New York City is recovering jobs much faster than the rest of the nation, according to a new analysis of data.
The city has recouped about 60 percent of the jobs lost in the Great Recession, compared to 30 percent regained in the US as a whole, according to an analysis of government data by the real estate firm Eastern Consolidated.
The city has added 49,000 jobs so far this year — nearly double the number of jobs gained in 2010.
"Fifty thousand isn't bad, but it's moderate, and it's certainly better than it's been," said Barbara Byrne Denham, chief economist with Eastern Consolidated.
The biggest gains were in retail, food services and hospitality, and education. Higher-paid professions like the law, insurance, and banking lagged. A surprising bright point, Denham said, was an almost 6 percent gain in the number of jobs in the advertising business.
But healthcare, which has been strong for much of the past decade, shed more than 3,000 jobs, the result of several hospital closures concentrated in the outer boroughs. In August, Peninsula hospital in the Rockaways sent layoff notices to nearly 900 workers.
Despite the overall positive employment trend, joblessness remains high in New York City. The city had an 8.9 percent unemployment rate in November 2011, higher than the nation's (8.6 percent), and equal to the rate in November 2010.

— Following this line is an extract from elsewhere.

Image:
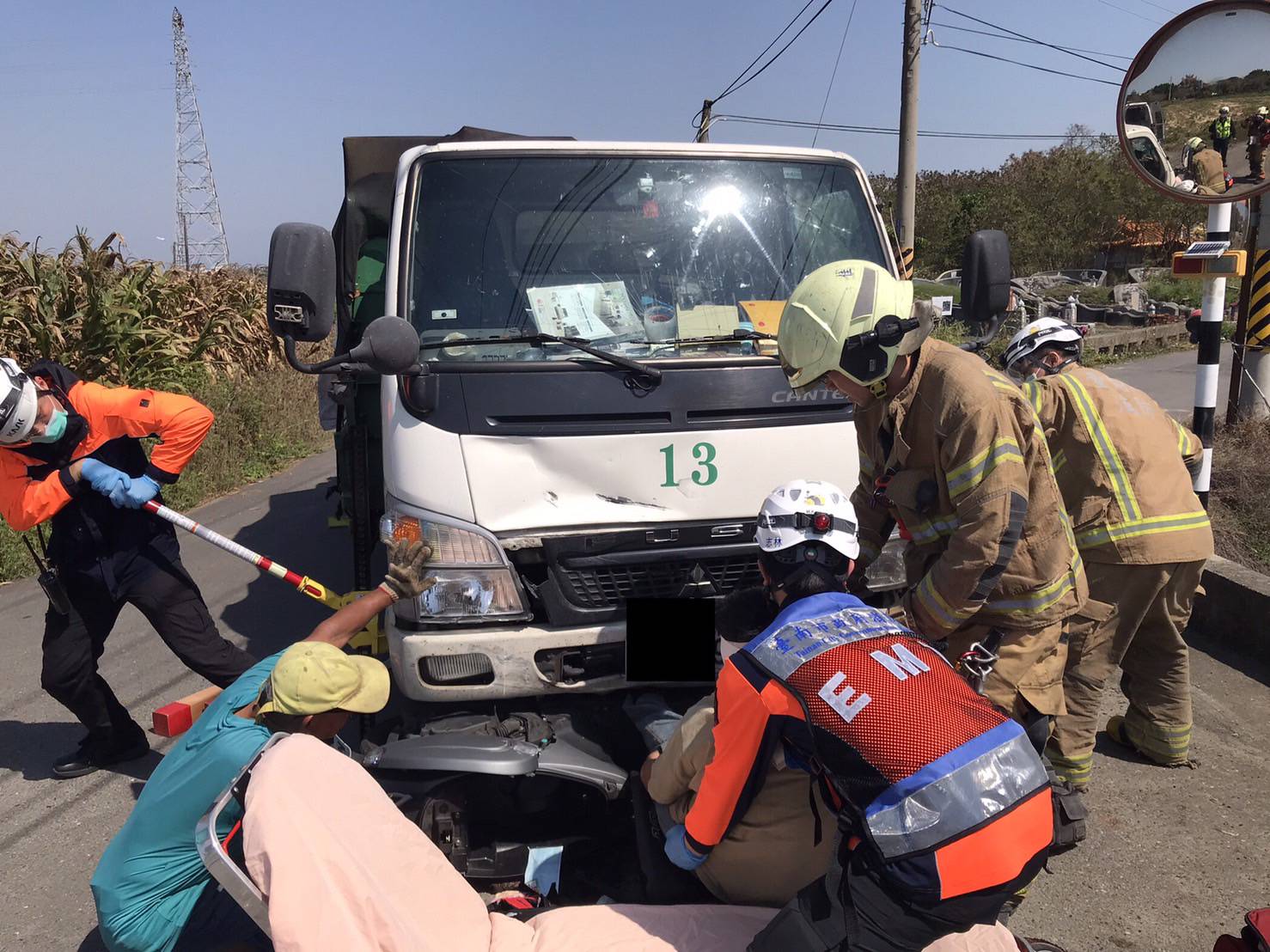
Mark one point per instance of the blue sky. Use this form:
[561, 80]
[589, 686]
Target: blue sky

Even when jobs are created, the unemployment does not always sink, in part because the long-term unemployed may begin looking for work again.

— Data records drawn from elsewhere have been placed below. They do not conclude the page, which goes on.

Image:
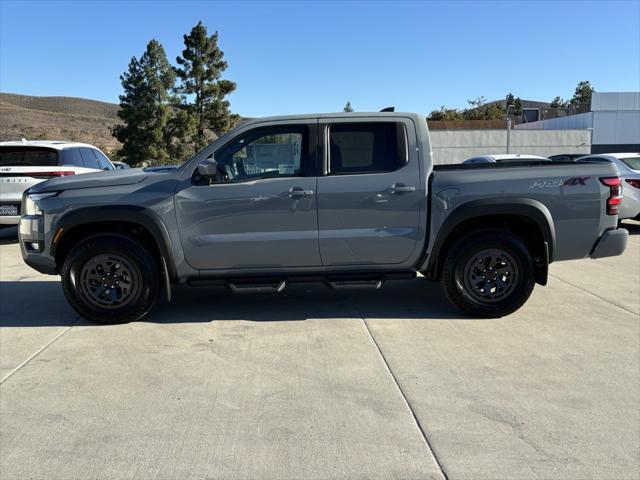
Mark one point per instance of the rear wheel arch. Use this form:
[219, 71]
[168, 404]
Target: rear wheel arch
[526, 218]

(Graph: This chart shows the current trend in job growth for NYC declined and remains below the comparable rate of growth for three of previous four recoveries. BBD/Eastern Consolidated)

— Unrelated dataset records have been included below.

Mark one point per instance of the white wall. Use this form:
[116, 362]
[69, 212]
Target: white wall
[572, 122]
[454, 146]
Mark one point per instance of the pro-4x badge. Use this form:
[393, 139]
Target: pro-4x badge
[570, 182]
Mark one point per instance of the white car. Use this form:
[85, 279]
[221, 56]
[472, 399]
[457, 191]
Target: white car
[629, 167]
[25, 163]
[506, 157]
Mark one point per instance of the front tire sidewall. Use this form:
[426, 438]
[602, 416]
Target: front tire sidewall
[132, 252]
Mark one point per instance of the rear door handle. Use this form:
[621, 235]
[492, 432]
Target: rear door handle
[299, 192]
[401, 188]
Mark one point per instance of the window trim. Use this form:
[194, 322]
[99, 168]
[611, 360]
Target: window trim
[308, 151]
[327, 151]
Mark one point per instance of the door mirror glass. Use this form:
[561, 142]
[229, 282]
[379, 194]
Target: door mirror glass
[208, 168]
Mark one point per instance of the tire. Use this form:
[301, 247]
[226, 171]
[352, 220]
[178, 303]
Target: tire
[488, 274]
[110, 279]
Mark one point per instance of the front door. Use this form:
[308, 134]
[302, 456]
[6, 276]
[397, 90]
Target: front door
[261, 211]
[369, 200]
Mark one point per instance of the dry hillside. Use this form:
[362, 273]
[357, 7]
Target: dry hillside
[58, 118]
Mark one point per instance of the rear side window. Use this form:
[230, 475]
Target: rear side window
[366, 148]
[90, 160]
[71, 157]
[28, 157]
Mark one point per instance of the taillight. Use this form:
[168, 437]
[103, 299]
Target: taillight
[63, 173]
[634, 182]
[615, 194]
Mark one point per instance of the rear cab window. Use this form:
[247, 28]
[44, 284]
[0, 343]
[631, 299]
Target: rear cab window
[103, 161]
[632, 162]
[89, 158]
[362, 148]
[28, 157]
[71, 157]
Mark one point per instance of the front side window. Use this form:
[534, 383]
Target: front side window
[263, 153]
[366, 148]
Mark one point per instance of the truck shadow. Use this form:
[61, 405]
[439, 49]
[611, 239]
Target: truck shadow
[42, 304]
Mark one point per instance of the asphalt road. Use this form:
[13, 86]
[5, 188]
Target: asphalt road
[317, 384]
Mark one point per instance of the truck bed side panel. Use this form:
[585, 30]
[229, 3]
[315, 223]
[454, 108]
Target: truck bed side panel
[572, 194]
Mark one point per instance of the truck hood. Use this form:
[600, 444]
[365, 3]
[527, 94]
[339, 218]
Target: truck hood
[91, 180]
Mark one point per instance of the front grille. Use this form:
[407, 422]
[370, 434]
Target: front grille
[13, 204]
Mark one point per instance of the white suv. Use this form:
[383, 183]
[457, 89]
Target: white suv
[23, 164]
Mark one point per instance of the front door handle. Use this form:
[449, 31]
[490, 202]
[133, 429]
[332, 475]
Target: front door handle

A key area to watch in 2012 will be financial services. Citigroup, Bank of America, Goldman Sachs, and the Bank of New York-Mellon all announced layoffs in 2011.
Byrne warns the full effect of the pink slips may not be measurable until well into 2012. "A lot of people when they lose their jobs, they get a severance package, and they're technically on the payroll for a number of months," Denham said. "So there's always a delay with the reporting of these job losses."
New York is very dependent on high-paying securities industry jobs, both for tax revenues, and for the money those workers spend on businesses and services, like dry cleaners, day care, and home renovations.